TCU aprova com ressalvas contas de 2025 do governo Lula

Esplanada dos Ministérios | Foto: Marcello Casal Jr. /Agência Brasil
TCU identificou distorções bilionárias no Balanço Geral da União e falhas na gestão fiscal do governo federal em 2025
O Tribunal de Contas da União (TCU) aprovou, com ressalvas, o parecer prévio sobre as contas do presidente Luiz Inácio Lula da Silva referentes ao exercício de 2025. A decisão foi tomada por unanimidade durante sessão extraordinária realizada em 10 de junho de 2026, com base no relatório do ministro Benjamin Zymler. O documento, formalizado pela Ata nº 21, aponta distorções contábeis e fragilidades na execução orçamentária do governo federal.

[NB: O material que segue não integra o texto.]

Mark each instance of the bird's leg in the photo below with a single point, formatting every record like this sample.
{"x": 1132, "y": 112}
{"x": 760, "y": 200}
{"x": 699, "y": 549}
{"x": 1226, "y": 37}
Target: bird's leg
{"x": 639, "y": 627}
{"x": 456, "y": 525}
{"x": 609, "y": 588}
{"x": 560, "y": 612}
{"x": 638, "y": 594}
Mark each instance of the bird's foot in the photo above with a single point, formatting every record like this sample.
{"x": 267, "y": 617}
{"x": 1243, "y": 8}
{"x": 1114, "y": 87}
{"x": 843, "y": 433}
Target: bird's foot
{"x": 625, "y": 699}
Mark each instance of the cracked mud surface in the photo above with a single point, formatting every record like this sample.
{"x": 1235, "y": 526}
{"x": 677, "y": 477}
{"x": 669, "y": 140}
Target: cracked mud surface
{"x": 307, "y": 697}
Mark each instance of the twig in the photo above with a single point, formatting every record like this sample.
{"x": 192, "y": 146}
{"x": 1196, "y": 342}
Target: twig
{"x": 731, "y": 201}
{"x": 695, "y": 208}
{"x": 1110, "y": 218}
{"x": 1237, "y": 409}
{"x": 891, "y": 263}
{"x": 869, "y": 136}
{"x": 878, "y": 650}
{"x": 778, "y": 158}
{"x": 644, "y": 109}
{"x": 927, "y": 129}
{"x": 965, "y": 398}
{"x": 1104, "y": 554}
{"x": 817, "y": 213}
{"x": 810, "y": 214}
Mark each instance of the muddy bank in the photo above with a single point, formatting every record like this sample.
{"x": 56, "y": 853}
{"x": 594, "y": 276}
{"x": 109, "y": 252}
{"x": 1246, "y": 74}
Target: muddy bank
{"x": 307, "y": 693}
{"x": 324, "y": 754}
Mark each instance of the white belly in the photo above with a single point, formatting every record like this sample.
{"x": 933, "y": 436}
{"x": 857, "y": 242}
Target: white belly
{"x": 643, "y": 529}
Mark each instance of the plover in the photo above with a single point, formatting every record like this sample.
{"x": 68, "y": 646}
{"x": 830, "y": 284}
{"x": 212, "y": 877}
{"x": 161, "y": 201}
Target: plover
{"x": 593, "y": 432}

A aprovação com ressalvas indica que o tribunal identificou falhas e impropriedades que, embora não inviabilizem a prestação de contas em seu conjunto, exigem correções e alertas. O parecer prévio do TCU funciona como subsídio técnico para o Congresso Nacional, órgão responsável pelo julgamento definitivo das contas do chefe do Poder Executivo.
No exame das demonstrações contábeis consolidadas, conhecidas como Balanço Geral da União (BGU), os auditores do TCU identificaram erros que somam bilhões de reais. Segundo o relatório técnico, o Ativo Total da União estava subavaliado em R$ 38,8 bilhões, com causas relacionadas a falhas no reconhecimento de imóveis fracionados e erros na classificação de risco de créditos da dívida ativa.
Por outro lado, o Passivo Total apresentou superavaliação de R$ 49,4 bilhões. O TCU destacou que o Patrimônio Líquido da União fechou 2025 negativo em R$ 6,7 trilhões, configurando uma situação de passivo a descoberto, quando as dívidas superam os bens totais. O tribunal apontou ainda falhas na exclusão de saldos intragrupo e inconsistências em financiamentos externos e provisões judiciais, sob responsabilidade da Secretaria do Tesouro Nacional.
Além dos aspectos contábeis, o TCU identificou problemas na gestão fiscal e no cumprimento de metas. Um dos pontos centrais foi a superestimativa de receitas primárias na ordem de R$ 60 bilhões, registrada na rubrica de "Outras receitas administradas pela Receita Federal do Brasil", o que, segundo o relator, prejudica o planejamento e a transparência. O tribunal alertou também para a concessão de renúncias de receitas tributárias sem a demonstração integral dos requisitos legais.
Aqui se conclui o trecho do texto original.